Jerold Phelps Community Hospital in Garberville, California is one of the smallest in the country. Its mere nine acute-care beds serve a community of about 10,000 people in southern Humboldt County. The next closest emergency room is about an hour’s drive north.
Despite its small size, the hospital is facing a hefty price tag to meet the 2030 retrofit deadline required under the state’s seismic safety standards - about $50 million for a new single story hospital that would replace its 1960s building.
Although it’s been decades since California implemented its strict seismic safety requirements, paying for those upgrades continues to be a tough task, especially for smaller facilities with limited resources and funding, according to hospital officials across the state. Like Jerold Phelps Community Hospital, two-thirds of California hospitals have yet to meet the looming state seismic deadline that requires hospital buildings to be updated to ensure they can keep operating after an earthquake.
The 6.4 magnitude quake that struck the Humboldt area on Dec. 20 was a stark reminder of California’s vulnerability to seismic activity. Hospitals in the county reported minimal damage and no threat to patients. Two hospitals, in Eureka and Fortuna, lost power and needed generators, according to the California Office of Emergency Services.
Hospital administrators acknowledge their buildings need to remain safe and available for emergency services following a quake, but they say they need more time to complete their upgrades and construction projects, especially as many are still reeling from the financial strains of responding to the COVID-19 pandemic. Officials at smaller hospitals say that in addition to time, they need funding. They also want more flexibility. The Legislature, they say, should revisit the rules and grant them more leeway for buildings that provide non-emergency services.

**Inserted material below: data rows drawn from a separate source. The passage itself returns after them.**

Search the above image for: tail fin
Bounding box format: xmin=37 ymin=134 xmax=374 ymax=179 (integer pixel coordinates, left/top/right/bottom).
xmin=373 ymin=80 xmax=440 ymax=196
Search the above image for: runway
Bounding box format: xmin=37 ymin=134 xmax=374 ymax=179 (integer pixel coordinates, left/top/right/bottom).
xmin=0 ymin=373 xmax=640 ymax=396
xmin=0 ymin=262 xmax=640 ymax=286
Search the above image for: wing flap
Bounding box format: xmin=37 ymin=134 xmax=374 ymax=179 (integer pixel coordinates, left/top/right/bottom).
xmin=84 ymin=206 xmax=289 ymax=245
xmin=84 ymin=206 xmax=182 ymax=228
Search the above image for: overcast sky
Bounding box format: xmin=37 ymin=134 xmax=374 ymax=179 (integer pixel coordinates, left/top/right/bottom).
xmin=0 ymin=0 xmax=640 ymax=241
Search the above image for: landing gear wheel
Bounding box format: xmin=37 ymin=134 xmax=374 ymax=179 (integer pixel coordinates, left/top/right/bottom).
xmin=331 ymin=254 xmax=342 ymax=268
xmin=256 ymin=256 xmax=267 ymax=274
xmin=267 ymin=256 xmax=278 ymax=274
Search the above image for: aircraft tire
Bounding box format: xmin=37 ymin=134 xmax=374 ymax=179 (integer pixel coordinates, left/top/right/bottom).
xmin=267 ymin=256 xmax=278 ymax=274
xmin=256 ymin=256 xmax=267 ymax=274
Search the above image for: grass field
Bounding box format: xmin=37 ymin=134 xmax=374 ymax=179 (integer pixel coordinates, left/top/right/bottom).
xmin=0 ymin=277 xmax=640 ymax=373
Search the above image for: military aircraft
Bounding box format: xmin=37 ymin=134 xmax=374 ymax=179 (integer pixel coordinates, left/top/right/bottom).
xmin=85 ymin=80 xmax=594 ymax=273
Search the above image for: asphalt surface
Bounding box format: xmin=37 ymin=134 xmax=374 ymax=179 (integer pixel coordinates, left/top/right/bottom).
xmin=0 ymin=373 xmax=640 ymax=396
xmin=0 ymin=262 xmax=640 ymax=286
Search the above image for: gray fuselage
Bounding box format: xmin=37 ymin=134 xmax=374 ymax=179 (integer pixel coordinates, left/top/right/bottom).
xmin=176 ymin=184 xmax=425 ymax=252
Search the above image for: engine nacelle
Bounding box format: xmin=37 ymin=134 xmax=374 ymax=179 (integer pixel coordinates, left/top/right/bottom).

“Everyone wants to make our hospitals safe - that’s not the issue. It’s just a tremendous amount of capital that is being poured into this,” said Debi Stebbins, executive director at the City of Alameda Health Care District, which oversees Alameda Hospital.
The seismic safety standards debate is a familiar one in Sacramento, and one that hospital administrators expect will come up again during this new legislative term. Officials at the California Hospital Association said their immediate goal is to educate the large new class of lawmakers about the state’s seismic safety laws and the challenges hospitals face.
Labor groups, however, have strongly opposed hospitals’ ongoing requests for deadline extensions and amendments. They argue that hospitals have had plenty of time - about 30 years - to bring their buildings up to the required standards.
“They have had many, many, many years to do this, and to now say they need an extension is just not appropriate,” said Cathy Kennedy, president of the California Nurses Association. “I think they can do it.”